Their example started with these two separate input records:

{id:1,data:{b:2}}
{c:3}

with the user's goal being to replace the embedded record under data with the latter of the two input records, such that the final output is {id:1,data:{c:3}}.

To achieve this with what's in the language currently, since assembling the desired output requires combining fields from separate record values in the input data stream, it seems inevitable it has to kick off with an aggregation to get the multiple values into a single complex value. Then the complex value can be manipulated to move the embedded record.
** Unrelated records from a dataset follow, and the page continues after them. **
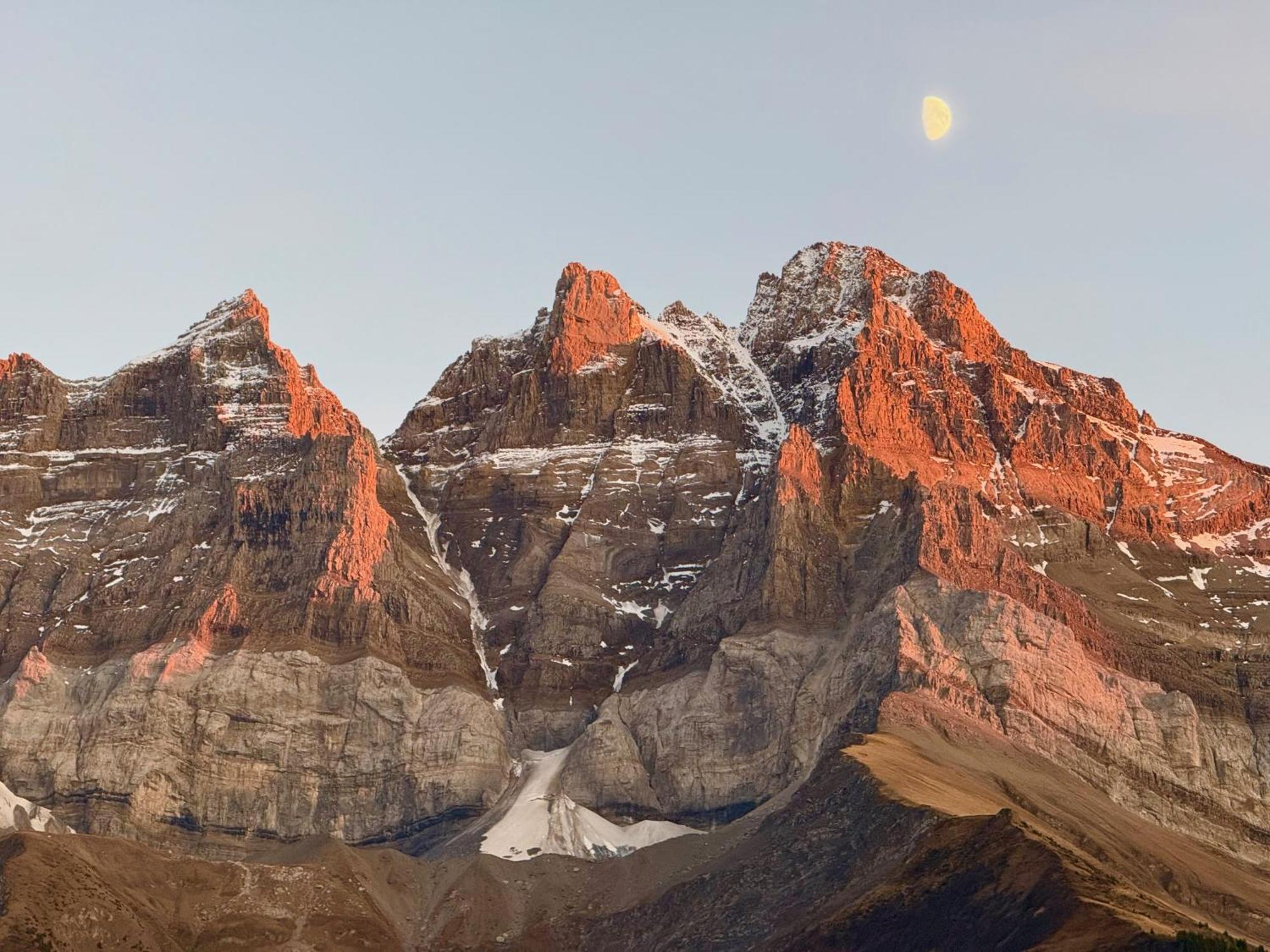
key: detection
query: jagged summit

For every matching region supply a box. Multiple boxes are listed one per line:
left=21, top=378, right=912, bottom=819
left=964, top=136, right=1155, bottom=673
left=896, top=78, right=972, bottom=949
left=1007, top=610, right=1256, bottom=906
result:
left=7, top=242, right=1270, bottom=947
left=546, top=261, right=645, bottom=373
On their own, the user came up with this approach that uses array indexing.

$ zq -version
Version: v1.18.0-29-g4f551f2b

$ echo "{id:1,data:{b:2}} {c:3}" |   zq -z 'collect(this) | {o1:this[0],o2:this[1]} | o1.data:=o2 | yield o1' -
{id:1,data:{c:3}}

This has the advantage of not having to know anything about the second input value, i.e., it works just as fine even if it's not a record.
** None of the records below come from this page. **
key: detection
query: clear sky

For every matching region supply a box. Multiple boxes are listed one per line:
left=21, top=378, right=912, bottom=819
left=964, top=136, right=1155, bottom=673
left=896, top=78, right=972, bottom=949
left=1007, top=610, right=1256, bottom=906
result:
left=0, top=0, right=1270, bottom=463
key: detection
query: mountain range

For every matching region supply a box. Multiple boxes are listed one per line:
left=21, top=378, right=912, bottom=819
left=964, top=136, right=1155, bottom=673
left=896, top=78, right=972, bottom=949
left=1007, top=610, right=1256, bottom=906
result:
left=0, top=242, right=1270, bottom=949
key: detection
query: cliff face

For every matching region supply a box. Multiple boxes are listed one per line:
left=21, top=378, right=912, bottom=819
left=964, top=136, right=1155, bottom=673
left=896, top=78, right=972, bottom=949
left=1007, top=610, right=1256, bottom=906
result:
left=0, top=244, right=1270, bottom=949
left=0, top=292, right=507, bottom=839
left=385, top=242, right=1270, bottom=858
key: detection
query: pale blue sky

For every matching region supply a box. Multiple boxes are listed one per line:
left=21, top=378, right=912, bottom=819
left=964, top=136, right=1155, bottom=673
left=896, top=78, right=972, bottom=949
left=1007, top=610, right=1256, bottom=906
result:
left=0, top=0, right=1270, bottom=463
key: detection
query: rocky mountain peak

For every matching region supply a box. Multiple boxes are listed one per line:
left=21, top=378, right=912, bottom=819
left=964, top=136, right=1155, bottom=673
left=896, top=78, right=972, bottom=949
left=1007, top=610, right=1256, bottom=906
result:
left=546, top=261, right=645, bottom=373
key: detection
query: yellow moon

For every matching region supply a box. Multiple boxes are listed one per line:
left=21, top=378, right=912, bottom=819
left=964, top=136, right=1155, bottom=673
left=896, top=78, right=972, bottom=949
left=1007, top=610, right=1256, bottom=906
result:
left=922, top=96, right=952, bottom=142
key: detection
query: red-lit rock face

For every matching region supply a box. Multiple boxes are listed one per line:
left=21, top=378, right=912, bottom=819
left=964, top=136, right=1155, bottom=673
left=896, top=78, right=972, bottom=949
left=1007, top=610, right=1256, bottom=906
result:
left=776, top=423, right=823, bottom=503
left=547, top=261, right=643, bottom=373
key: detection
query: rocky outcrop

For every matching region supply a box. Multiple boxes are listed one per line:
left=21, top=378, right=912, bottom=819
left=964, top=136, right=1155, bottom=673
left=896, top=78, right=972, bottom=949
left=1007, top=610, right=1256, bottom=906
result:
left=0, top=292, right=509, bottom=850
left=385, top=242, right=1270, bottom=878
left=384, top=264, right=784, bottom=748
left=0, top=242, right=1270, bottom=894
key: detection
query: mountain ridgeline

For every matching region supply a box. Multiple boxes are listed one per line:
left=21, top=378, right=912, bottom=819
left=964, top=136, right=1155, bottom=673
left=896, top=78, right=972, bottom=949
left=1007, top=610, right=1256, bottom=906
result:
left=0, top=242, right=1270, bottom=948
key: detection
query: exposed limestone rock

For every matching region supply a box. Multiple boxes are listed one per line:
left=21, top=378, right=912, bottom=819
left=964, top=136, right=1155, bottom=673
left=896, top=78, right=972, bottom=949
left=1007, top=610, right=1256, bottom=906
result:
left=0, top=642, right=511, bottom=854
$ echo "{id:1,data:{b:2}} [1,2,3]" |   zq -z 'collect(this) | {o1:this[0],o2:this[1]} | o1.data:=o2 | yield o1' -
{id:1,data:[1,2,3]}

As a possible alternative that may fit the user's original stated goal of moving a record, I proposed using the idiom below that turns the whole of the input into a single record, which then allows for the move via a single call to cut, though this requires knowing the field name of the record being moved.

$ echo "{id:1,data:{b:2}} {c:3}" | zq -z 'over this | collect(this) | unflatten(this) | cut id,data:={c}' -
{id:1,data:{c:3}}

In conclusion, however, we recognize the language would require some enhancement to achieve this more directly, similar to what was shown above with SQL's LAG / LEAD.